Because the various MOF channels have highly heterogeneous and diverse microstructure, we used different kinds of umbrella sampling and simulation constraints in PMF calculations. First, in MIL-53(MP), there are 25 sampling windows along [001] (Supplementary Fig. 27). Spanning a half-length of unit-cell in the z-direction (i.e., 3.37 Å), with an inter-window spacing of ~0.14 Å. Such a configuration benefits from the symmetry of crystal structures (see in Supplementary Fig. 20). During the simulation, the testing K⁺ is free to migrate on the plane perpendicular to [001] pathway. Hence, our PMF results represent the energy barrier of the entire 1D channel in MIL-53(MP) rather than the variation of free energy on a particular pathway in the following Al-TCPP and UiO-66 studies.

Second, there are 13 sampling windows in Al-TCPP along the [001] direction that span a similar half-length of unit-cell (i.e., 3.30 Å), with a spacing of ~0.28 Å (Supplementary Fig. 28). Nevertheless, we restricted the migration of the testing K⁺ by removing the perpendicular force components in x and y directions. Hence, the results from the Al-TCPP study were essentially different from MIL-53(MP) and represent only the energy barrier along a particular pathway. Supplementary Fig. 22 illustrates the positions of pathways as (i) the channel centre, (ii) 2.5 Å offset from centre, (iii) 2.9 Å offset, (iv) 3.3 Å offset, (v) 3.8 Å offset and (vi) the centre of the porphyrin rings. The substantial changes in PMF curves at the different positions are attributed to the highly heterogeneous microstructure of Al-TCPP (Fig. 5c).
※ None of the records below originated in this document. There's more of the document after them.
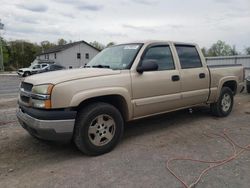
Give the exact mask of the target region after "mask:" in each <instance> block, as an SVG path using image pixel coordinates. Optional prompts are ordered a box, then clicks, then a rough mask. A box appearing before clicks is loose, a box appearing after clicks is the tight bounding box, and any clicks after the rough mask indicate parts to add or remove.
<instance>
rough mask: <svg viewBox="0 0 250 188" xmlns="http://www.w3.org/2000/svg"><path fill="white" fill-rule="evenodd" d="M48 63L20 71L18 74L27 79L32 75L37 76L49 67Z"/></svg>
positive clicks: (29, 67) (32, 65) (30, 66)
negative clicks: (46, 68)
mask: <svg viewBox="0 0 250 188" xmlns="http://www.w3.org/2000/svg"><path fill="white" fill-rule="evenodd" d="M48 66H49V64H48V63H41V64H33V65H31V66H30V67H28V68H22V69H18V71H17V74H18V75H19V76H22V77H26V76H29V75H32V74H36V73H37V72H38V71H40V70H42V69H44V68H46V67H48Z"/></svg>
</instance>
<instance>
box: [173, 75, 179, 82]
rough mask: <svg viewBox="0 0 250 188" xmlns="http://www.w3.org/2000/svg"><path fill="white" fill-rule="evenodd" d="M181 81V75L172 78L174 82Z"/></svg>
mask: <svg viewBox="0 0 250 188" xmlns="http://www.w3.org/2000/svg"><path fill="white" fill-rule="evenodd" d="M179 80H180V76H179V75H173V76H172V81H174V82H175V81H179Z"/></svg>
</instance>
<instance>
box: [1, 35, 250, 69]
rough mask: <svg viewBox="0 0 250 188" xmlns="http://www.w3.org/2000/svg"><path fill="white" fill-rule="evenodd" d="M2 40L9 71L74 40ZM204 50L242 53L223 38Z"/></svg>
mask: <svg viewBox="0 0 250 188" xmlns="http://www.w3.org/2000/svg"><path fill="white" fill-rule="evenodd" d="M1 40H2V47H3V59H4V67H5V70H7V71H13V70H16V69H18V68H21V67H28V66H29V65H30V63H31V62H32V61H33V60H34V59H35V58H36V55H37V54H39V53H41V52H43V51H46V50H47V49H49V48H51V47H54V46H56V45H65V44H67V43H72V41H66V40H64V39H58V41H57V43H51V42H49V41H42V42H40V43H32V42H27V41H25V40H14V41H7V40H5V39H3V38H1ZM90 44H91V45H92V46H94V47H96V48H97V49H100V50H103V49H104V48H106V47H109V46H112V45H114V44H115V43H114V42H110V43H108V44H107V45H104V44H102V43H100V42H97V41H93V42H90ZM202 52H203V54H204V56H229V55H239V54H241V52H238V51H237V50H236V47H235V46H230V45H229V44H227V43H226V42H223V41H221V40H219V41H217V42H216V43H214V44H213V45H212V46H211V47H210V48H205V47H203V48H202ZM243 54H247V55H250V47H247V48H246V49H245V51H244V52H243Z"/></svg>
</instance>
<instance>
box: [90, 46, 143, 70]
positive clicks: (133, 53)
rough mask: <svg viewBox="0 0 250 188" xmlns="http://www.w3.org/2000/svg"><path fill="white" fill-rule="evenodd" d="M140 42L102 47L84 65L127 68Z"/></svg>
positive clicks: (100, 67) (130, 64)
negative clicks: (100, 51) (108, 46)
mask: <svg viewBox="0 0 250 188" xmlns="http://www.w3.org/2000/svg"><path fill="white" fill-rule="evenodd" d="M141 46H142V44H134V43H133V44H122V45H117V46H112V47H109V48H106V49H104V50H103V51H101V52H100V53H99V54H98V55H96V56H95V57H94V58H93V59H92V60H91V61H90V62H89V63H88V64H87V66H86V67H98V68H111V69H128V68H130V65H131V63H132V61H133V60H134V58H135V56H136V55H137V53H138V51H139V50H140V48H141Z"/></svg>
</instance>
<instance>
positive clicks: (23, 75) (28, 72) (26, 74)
mask: <svg viewBox="0 0 250 188" xmlns="http://www.w3.org/2000/svg"><path fill="white" fill-rule="evenodd" d="M29 75H31V73H30V72H28V71H26V72H24V74H23V77H27V76H29Z"/></svg>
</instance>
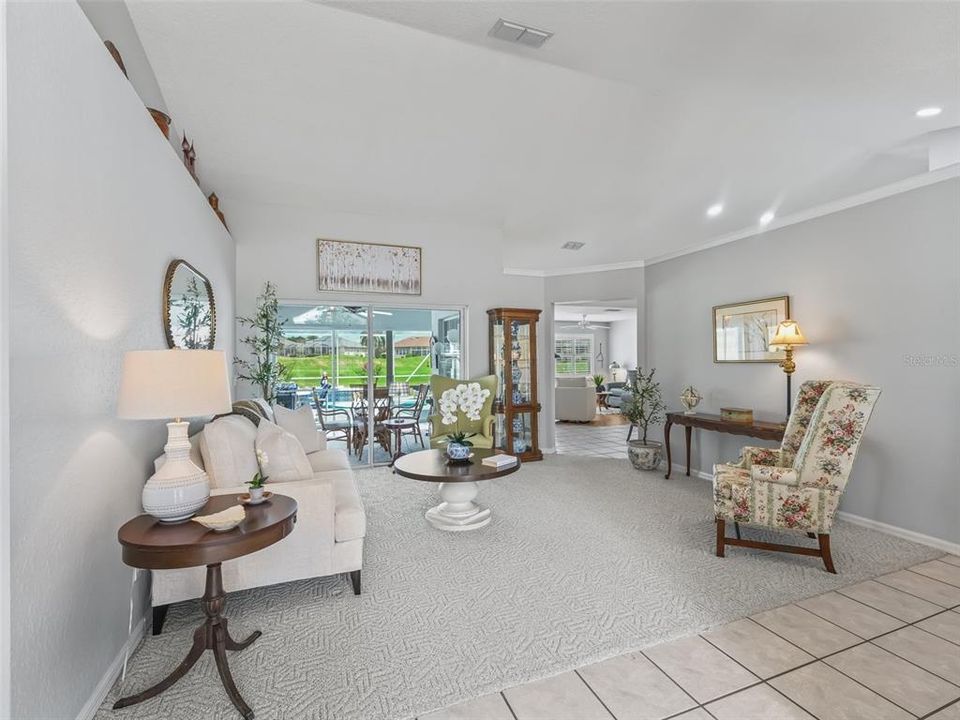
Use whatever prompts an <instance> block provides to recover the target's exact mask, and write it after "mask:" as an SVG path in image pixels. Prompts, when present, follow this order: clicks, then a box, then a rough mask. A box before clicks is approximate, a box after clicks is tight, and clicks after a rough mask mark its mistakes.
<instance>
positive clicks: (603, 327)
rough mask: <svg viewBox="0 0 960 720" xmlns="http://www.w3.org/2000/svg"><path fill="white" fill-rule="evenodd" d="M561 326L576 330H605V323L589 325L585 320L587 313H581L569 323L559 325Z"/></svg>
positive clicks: (563, 327)
mask: <svg viewBox="0 0 960 720" xmlns="http://www.w3.org/2000/svg"><path fill="white" fill-rule="evenodd" d="M560 327H562V328H565V329H566V328H577V329H578V330H606V329H607V326H606V325H591V324H589V323H588V322H587V314H586V313H582V314H581V315H580V319H579V320H578V321H577V322H575V323H572V324H570V325H561V326H560Z"/></svg>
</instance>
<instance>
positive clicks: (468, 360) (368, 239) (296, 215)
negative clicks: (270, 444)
mask: <svg viewBox="0 0 960 720" xmlns="http://www.w3.org/2000/svg"><path fill="white" fill-rule="evenodd" d="M224 206H225V207H227V208H228V210H227V212H228V213H229V214H228V216H227V222H228V223H230V227H231V228H232V232H233V236H234V238H235V239H236V241H237V310H238V312H239V313H240V314H244V315H246V314H249V313H251V312H252V311H253V310H254V308H255V307H256V296H257V294H258V293H259V292H260V291H261V290H262V288H263V284H264V282H266V281H267V280H271V281H273V282H274V283H275V284H276V286H277V293H278V295H279V296H280V298H281V299H284V300H301V301H307V302H316V303H337V302H345V303H347V304H360V303H366V302H374V303H378V304H381V305H384V306H390V305H396V306H401V307H402V306H404V305H418V304H420V305H436V306H441V307H443V308H447V307H456V306H458V305H465V306H468V313H467V332H466V341H467V343H468V344H467V348H466V357H467V358H468V361H469V368H468V372H469V373H470V375H471V376H476V375H484V374H486V373H487V372H488V370H489V363H488V355H487V344H488V343H487V335H488V324H487V310H488V309H489V308H493V307H521V308H542V307H543V280H542V279H540V278H529V277H514V276H507V275H504V274H503V273H502V271H501V267H502V261H501V250H502V247H501V243H502V240H501V234H500V231H499V229H497V228H493V227H484V226H468V225H452V224H449V223H442V222H413V221H409V220H394V219H391V218H387V217H378V216H374V215H357V214H351V213H340V212H331V211H325V210H321V209H317V208H303V207H294V206H290V205H267V204H256V203H250V202H240V201H237V202H229V198H226V199H225V200H224ZM317 238H328V239H334V240H352V241H362V242H373V243H392V244H395V245H416V246H419V247H421V248H423V257H422V261H423V267H422V269H423V282H422V295H420V296H413V295H387V294H362V293H356V294H349V293H347V294H339V295H337V294H334V293H320V292H318V291H317V271H316V267H317V250H316V240H317ZM540 355H541V368H540V371H541V387H552V385H551V384H549V383H548V384H546V385H544V383H543V367H542V364H543V362H542V361H543V353H540ZM238 392H240V393H242V392H247V393H250V390H249V389H248V388H241V389H240V390H238ZM550 417H552V415H551V416H550Z"/></svg>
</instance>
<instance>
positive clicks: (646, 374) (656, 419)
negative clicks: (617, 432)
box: [622, 368, 667, 470]
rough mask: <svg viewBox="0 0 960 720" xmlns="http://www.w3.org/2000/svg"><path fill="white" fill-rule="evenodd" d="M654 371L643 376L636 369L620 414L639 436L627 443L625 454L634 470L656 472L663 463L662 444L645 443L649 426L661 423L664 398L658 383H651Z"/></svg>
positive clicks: (663, 406)
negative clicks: (652, 471) (626, 420)
mask: <svg viewBox="0 0 960 720" xmlns="http://www.w3.org/2000/svg"><path fill="white" fill-rule="evenodd" d="M656 371H657V370H656V368H654V369H652V370H651V371H650V372H648V373H646V374H645V373H644V372H643V369H642V368H638V369H637V375H636V377H635V378H634V379H633V382H631V383H630V384H629V385H628V386H627V393H625V396H624V406H623V410H622V412H623V414H624V415H625V416H626V418H627V419H628V420H629V421H630V423H631V424H632V425H636V426H637V430H638V434H639V437H638V438H637V439H636V440H630V441H629V442H628V443H627V455H628V456H629V457H630V462H631V463H633V466H634V467H635V468H636V469H637V470H656V469H657V467H659V465H660V462H661V461H662V460H663V443H661V442H658V441H656V440H647V430H648V429H649V428H650V425H651V424H656V423H658V422H660V421H661V420H663V411H664V410H665V409H666V407H667V406H666V405H664V404H663V396H662V394H661V392H660V383H659V382H656V381H654V379H653V374H654V373H655V372H656Z"/></svg>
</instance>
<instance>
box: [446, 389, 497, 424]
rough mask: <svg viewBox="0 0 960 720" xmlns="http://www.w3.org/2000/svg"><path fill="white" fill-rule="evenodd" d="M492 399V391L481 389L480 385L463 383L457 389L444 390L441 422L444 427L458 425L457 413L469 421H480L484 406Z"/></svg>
mask: <svg viewBox="0 0 960 720" xmlns="http://www.w3.org/2000/svg"><path fill="white" fill-rule="evenodd" d="M488 397H490V391H489V390H487V389H486V388H481V387H480V383H461V384H459V385H457V386H456V387H455V388H450V389H449V390H444V391H443V394H442V395H441V396H440V420H441V422H443V424H444V425H454V424H456V423H457V420H458V417H457V412H458V411H459V412H462V413H463V414H464V415H466V416H467V419H468V420H479V419H480V411H481V410H483V404H484V403H485V402H486V400H487V398H488Z"/></svg>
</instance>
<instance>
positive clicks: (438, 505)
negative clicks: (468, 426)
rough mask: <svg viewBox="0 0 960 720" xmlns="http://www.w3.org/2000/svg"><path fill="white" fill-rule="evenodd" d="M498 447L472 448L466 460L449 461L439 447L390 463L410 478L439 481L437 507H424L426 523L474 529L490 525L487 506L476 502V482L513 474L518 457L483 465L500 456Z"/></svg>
mask: <svg viewBox="0 0 960 720" xmlns="http://www.w3.org/2000/svg"><path fill="white" fill-rule="evenodd" d="M499 454H502V453H500V451H499V450H482V449H479V448H475V449H474V451H473V457H472V458H470V462H468V463H449V462H447V456H446V455H445V454H444V452H443V451H442V450H420V451H418V452H415V453H410V454H409V455H404V456H403V457H401V458H398V459H397V460H396V462H394V464H393V470H394V472H395V473H397V475H402V476H403V477H408V478H411V479H413V480H423V481H424V482H435V483H440V498H441V500H443V502H441V503H440V504H439V505H437V506H436V507H433V508H430V509H429V510H427V512H426V515H425V517H426V518H427V522H429V523H430V524H431V525H433V526H434V527H435V528H437V529H438V530H447V531H451V532H463V531H464V530H477V529H479V528H482V527H484V526H486V525H489V524H490V508H484V507H480V506H479V505H477V504H476V503H475V502H473V501H474V499H475V498H476V497H477V492H478V489H477V483H478V482H480V481H482V480H493V479H494V478H498V477H504V476H505V475H510V474H512V473H515V472H516V471H517V470H519V469H520V459H519V458H517V462H515V463H514V464H512V465H508V466H506V467H502V468H495V467H491V466H490V465H484V464H483V462H482V460H483V459H484V458H485V457H490V456H491V455H499Z"/></svg>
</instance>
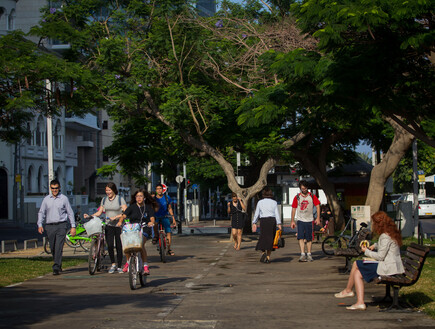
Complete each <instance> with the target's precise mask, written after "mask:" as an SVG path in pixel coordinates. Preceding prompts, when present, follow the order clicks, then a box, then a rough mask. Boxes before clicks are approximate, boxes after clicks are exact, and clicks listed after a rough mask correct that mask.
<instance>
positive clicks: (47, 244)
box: [44, 238, 51, 255]
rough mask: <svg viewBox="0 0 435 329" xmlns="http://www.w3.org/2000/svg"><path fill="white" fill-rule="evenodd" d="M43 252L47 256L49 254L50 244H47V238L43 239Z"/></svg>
mask: <svg viewBox="0 0 435 329" xmlns="http://www.w3.org/2000/svg"><path fill="white" fill-rule="evenodd" d="M44 251H45V252H46V253H47V254H49V255H50V254H51V248H50V242H48V239H47V238H45V243H44Z"/></svg>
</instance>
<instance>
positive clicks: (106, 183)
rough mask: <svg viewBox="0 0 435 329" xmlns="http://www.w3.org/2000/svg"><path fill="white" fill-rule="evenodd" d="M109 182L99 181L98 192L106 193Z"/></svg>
mask: <svg viewBox="0 0 435 329" xmlns="http://www.w3.org/2000/svg"><path fill="white" fill-rule="evenodd" d="M106 185H107V183H97V194H99V195H100V194H104V195H105V194H106Z"/></svg>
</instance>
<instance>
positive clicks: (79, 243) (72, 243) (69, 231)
mask: <svg viewBox="0 0 435 329" xmlns="http://www.w3.org/2000/svg"><path fill="white" fill-rule="evenodd" d="M79 241H80V240H77V239H75V237H72V236H71V229H69V230H68V232H67V233H66V239H65V242H66V244H67V246H68V247H70V248H78V247H80V243H79Z"/></svg>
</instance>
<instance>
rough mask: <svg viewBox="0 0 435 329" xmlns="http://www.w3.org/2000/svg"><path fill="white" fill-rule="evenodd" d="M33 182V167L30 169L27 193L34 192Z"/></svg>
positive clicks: (29, 171) (27, 187) (30, 168)
mask: <svg viewBox="0 0 435 329" xmlns="http://www.w3.org/2000/svg"><path fill="white" fill-rule="evenodd" d="M32 180H33V167H29V171H28V173H27V193H32V192H33V190H32V189H33V186H32Z"/></svg>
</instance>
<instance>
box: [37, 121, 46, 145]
mask: <svg viewBox="0 0 435 329" xmlns="http://www.w3.org/2000/svg"><path fill="white" fill-rule="evenodd" d="M35 142H36V143H35V144H36V145H38V146H45V145H47V144H46V133H45V123H44V119H43V118H42V116H40V117H39V118H38V123H37V124H36V131H35Z"/></svg>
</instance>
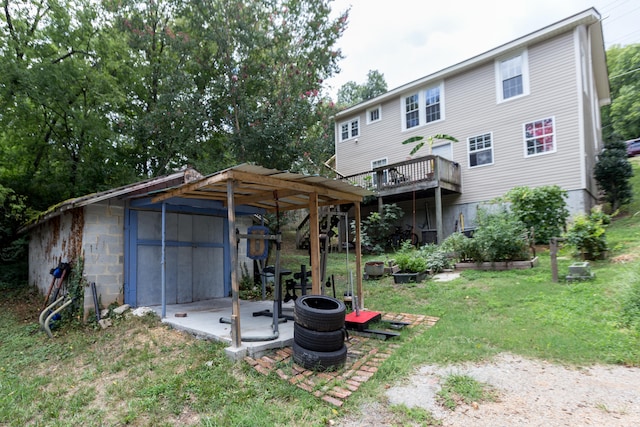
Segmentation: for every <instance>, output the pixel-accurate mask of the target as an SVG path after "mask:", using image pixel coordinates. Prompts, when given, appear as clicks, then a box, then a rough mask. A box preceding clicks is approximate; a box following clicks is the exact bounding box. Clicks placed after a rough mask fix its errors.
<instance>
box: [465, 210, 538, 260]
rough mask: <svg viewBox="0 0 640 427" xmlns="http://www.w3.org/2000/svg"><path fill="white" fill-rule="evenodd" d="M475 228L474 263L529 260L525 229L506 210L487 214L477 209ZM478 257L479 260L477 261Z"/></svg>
mask: <svg viewBox="0 0 640 427" xmlns="http://www.w3.org/2000/svg"><path fill="white" fill-rule="evenodd" d="M476 224H477V228H476V231H475V233H474V235H473V239H471V240H473V241H474V244H475V245H476V252H478V253H477V254H473V255H474V260H475V261H476V262H482V261H489V262H494V261H514V260H523V259H528V258H529V251H528V249H529V244H528V235H527V228H526V226H525V225H524V223H522V221H520V220H519V219H518V217H517V216H516V215H515V214H514V213H513V212H509V211H507V210H506V209H504V208H503V209H501V210H500V211H498V212H492V213H490V212H488V211H486V210H484V209H478V215H477V217H476ZM478 257H479V258H480V259H478Z"/></svg>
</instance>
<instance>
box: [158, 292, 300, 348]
mask: <svg viewBox="0 0 640 427" xmlns="http://www.w3.org/2000/svg"><path fill="white" fill-rule="evenodd" d="M293 307H294V302H293V301H289V302H287V303H283V304H282V314H283V315H286V316H293ZM150 308H152V309H153V310H154V311H155V313H156V314H157V315H158V316H159V317H162V306H153V307H150ZM265 310H268V311H269V312H270V313H273V301H268V300H267V301H240V332H241V338H242V345H241V346H240V347H234V346H233V342H232V340H231V325H230V324H229V323H225V321H226V320H227V321H228V320H230V319H231V298H216V299H210V300H204V301H197V302H192V303H187V304H171V305H167V306H166V310H165V317H164V318H162V322H163V323H166V324H168V325H171V327H173V328H175V329H177V330H181V331H185V332H188V333H191V334H193V335H195V336H197V337H200V338H205V339H211V340H215V341H220V342H223V343H226V344H228V347H227V348H226V349H225V352H226V354H227V356H229V357H230V358H231V359H233V360H241V359H242V358H243V357H245V356H250V357H254V358H255V357H260V356H261V355H262V354H264V353H265V352H267V351H268V350H271V349H277V348H283V347H287V346H290V345H291V344H292V343H293V323H294V322H293V320H286V319H281V320H280V322H279V323H278V325H277V332H278V333H277V334H274V331H273V319H272V317H268V316H254V313H259V312H263V311H265ZM183 316H184V317H183ZM221 319H222V320H223V321H222V322H221ZM262 338H264V339H262Z"/></svg>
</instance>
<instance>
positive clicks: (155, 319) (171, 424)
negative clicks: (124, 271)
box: [0, 159, 640, 426]
mask: <svg viewBox="0 0 640 427" xmlns="http://www.w3.org/2000/svg"><path fill="white" fill-rule="evenodd" d="M634 165H635V168H636V171H637V170H638V167H639V166H640V163H639V162H638V161H636V160H635V159H634ZM638 175H639V174H637V173H636V176H635V177H634V178H633V180H632V185H633V188H635V189H640V178H639V176H638ZM636 200H637V198H636ZM638 212H640V203H639V202H638V201H635V202H633V203H632V204H631V205H629V207H628V209H627V211H625V212H624V213H623V214H621V216H619V217H618V218H616V219H615V220H613V221H612V222H611V224H610V225H609V226H608V228H607V241H608V247H609V256H608V258H607V259H606V260H598V261H594V262H592V263H591V267H592V268H591V269H592V271H593V272H595V278H594V280H591V281H584V282H565V281H563V280H561V281H560V282H559V283H554V282H552V280H551V271H550V258H549V253H548V251H547V250H544V249H539V251H538V256H539V259H540V265H539V266H538V267H536V268H533V269H529V270H513V271H488V272H483V271H465V272H463V274H462V277H461V278H459V279H456V280H454V281H450V282H437V283H436V282H434V281H432V280H428V281H425V282H423V283H413V284H410V285H402V286H396V285H394V284H393V280H392V278H391V277H384V278H382V279H379V280H370V281H366V282H365V284H364V289H365V294H366V295H365V300H366V305H367V307H368V308H370V309H375V310H377V311H383V312H397V313H416V314H423V315H429V316H437V317H439V318H440V320H439V321H438V322H437V323H436V325H435V326H433V327H431V328H428V329H426V328H422V327H418V328H413V329H411V330H409V331H405V332H403V334H402V338H401V339H400V340H398V341H397V344H398V348H397V349H396V350H395V352H394V353H393V355H392V356H391V357H390V358H389V359H387V360H386V361H385V362H384V363H383V364H382V365H381V366H380V368H379V370H378V372H376V374H375V375H374V377H373V378H372V379H371V380H370V381H368V382H366V383H365V384H363V386H362V387H360V389H359V390H358V392H357V393H354V394H353V395H352V396H351V397H349V399H347V400H346V402H345V405H344V406H343V407H341V408H335V407H333V406H332V405H330V404H328V403H325V402H324V401H322V400H321V399H318V398H316V397H314V396H313V395H312V394H310V393H307V392H305V391H303V390H301V389H299V388H297V387H295V386H293V385H291V384H290V383H288V382H287V381H283V380H281V379H280V378H279V377H278V376H277V375H276V374H273V375H269V376H264V375H262V374H259V373H257V372H256V371H255V370H254V369H253V368H250V367H249V366H248V364H246V363H244V362H238V363H232V362H230V361H229V360H228V359H227V357H226V355H225V353H224V349H223V347H222V346H221V345H219V344H216V343H212V342H208V341H202V340H197V339H195V338H193V337H191V336H189V335H186V334H182V333H178V332H176V331H173V330H170V329H167V328H166V327H165V326H164V325H162V324H161V323H159V322H158V320H157V319H156V318H155V317H152V316H149V317H144V318H131V319H125V318H120V319H117V320H116V321H115V322H114V326H113V327H112V328H109V329H106V330H98V329H94V328H93V325H87V326H83V327H79V326H75V325H65V326H64V327H63V328H60V329H58V330H57V331H56V336H55V338H54V339H49V338H47V337H46V335H45V334H43V333H42V332H40V331H38V329H37V327H36V324H37V310H38V308H39V307H40V306H41V304H42V299H41V296H39V295H38V294H36V293H34V292H33V291H32V290H31V289H30V288H27V287H20V288H16V287H15V286H10V285H8V284H2V285H0V287H1V288H0V291H1V292H2V294H3V298H2V299H0V330H2V335H1V336H0V424H1V425H6V426H22V425H60V426H67V425H69V426H71V425H123V424H128V425H132V426H147V425H149V426H151V425H153V426H163V425H165V426H169V425H178V424H180V425H209V426H222V425H239V426H255V425H262V426H277V425H305V426H325V425H327V422H328V420H336V419H339V418H340V417H342V416H347V415H352V414H353V413H356V412H357V411H358V410H359V408H360V405H362V404H363V403H364V404H366V403H367V402H368V401H371V402H380V396H382V395H384V390H385V387H387V386H388V385H389V384H394V383H396V382H399V381H402V379H403V378H405V377H406V376H407V375H409V374H410V373H412V372H414V369H415V368H416V367H417V366H420V365H421V364H434V363H436V364H449V363H457V362H466V361H480V360H484V359H487V358H490V357H492V356H493V355H496V354H498V353H502V352H510V353H513V354H518V355H522V356H526V357H532V358H539V359H543V360H547V361H552V362H558V363H562V364H569V365H577V366H584V365H591V364H594V363H605V364H623V365H629V366H640V277H639V276H640V273H639V272H640V221H639V219H638V218H639V217H640V213H638ZM285 239H286V240H287V241H292V237H291V236H290V235H285ZM376 257H377V256H374V255H368V256H366V257H365V261H366V260H374V259H375V258H376ZM282 260H283V266H286V267H288V268H292V269H296V268H297V267H298V266H299V264H301V263H305V264H306V263H308V253H307V252H306V251H296V250H295V249H291V248H289V247H288V246H286V245H285V249H284V251H283V256H282ZM574 261H575V258H573V257H572V250H571V248H568V247H564V248H562V250H561V253H560V256H559V260H558V264H559V271H560V272H561V276H562V275H563V274H566V273H567V272H568V266H569V265H570V264H571V263H573V262H574ZM354 268H355V267H354V260H353V255H350V259H349V262H348V263H347V262H346V261H345V254H344V253H342V254H340V253H331V254H329V260H328V267H327V269H328V273H329V274H334V275H335V281H336V286H337V288H338V289H337V293H338V294H339V295H341V294H342V292H343V291H344V290H346V284H347V281H348V280H347V279H348V277H349V274H350V272H353V274H355V271H354ZM451 383H452V386H451V390H452V391H453V392H455V393H457V394H459V395H460V396H466V397H467V398H469V399H475V397H471V396H476V395H475V394H473V393H475V392H476V391H477V390H478V386H477V384H470V383H469V382H468V381H465V378H461V379H459V380H456V381H454V379H453V378H452V379H451ZM481 386H482V385H480V389H482V388H483V387H481ZM485 391H486V390H485ZM485 398H486V397H485ZM390 409H391V411H392V413H393V417H394V419H393V420H392V422H393V423H394V424H396V425H406V424H409V423H412V422H413V423H423V424H428V425H431V424H437V421H434V420H432V418H431V416H430V414H428V413H427V412H426V411H422V410H416V409H413V408H406V407H403V406H394V407H391V408H390Z"/></svg>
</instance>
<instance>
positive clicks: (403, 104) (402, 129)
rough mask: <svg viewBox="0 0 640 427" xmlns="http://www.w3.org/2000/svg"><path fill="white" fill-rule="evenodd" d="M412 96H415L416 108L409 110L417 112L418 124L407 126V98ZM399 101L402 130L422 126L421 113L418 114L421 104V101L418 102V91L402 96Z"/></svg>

Finally, our UiO-66 studies calculated the PMF curve along [111] direction with a similar linear force constraint in the previous studies. Because the PMF pathway connects the centres of the octahedral to those of the tetrahedral cavities and crosses the centre of the MOF windows. We investigated the pathway of the minimal energy barrier. There is a total of 34 sampling windows with a spacing of 0.27 Å and a total length of ~8.96 Å, as in our previous UiO-66 studies^30,31 (Supplementary Fig. 29).

RDF calculation

The radial distribution functions (RDF) of K⁺ to the water molecules (i.e., oxygen atoms) in bulk water are plotted in Fig. 5, which shows distinctive hydration shell structure with first and second hydration numbers of 6.71 and 22.1 and radii of ~3.6 and ~6.0 Å, respectively. Fig 5c gives the RDF results for K⁺ in the center of the octahedral and tetrahedral cavities in UiO-66. The confinement of the tetrahedral cavity considerably stripped the second hydration shell and enhanced the energy barrier. The RDF in UiO-66 was calculated via the same methods as our previous work³¹, in which a single cation-anion pair is fixed on the center of the octahedron and tetrahedron cages. It was thermally equilibrated at 300 K for 7 ns and the trajectory in the last 5 ns was taken for post-analysis.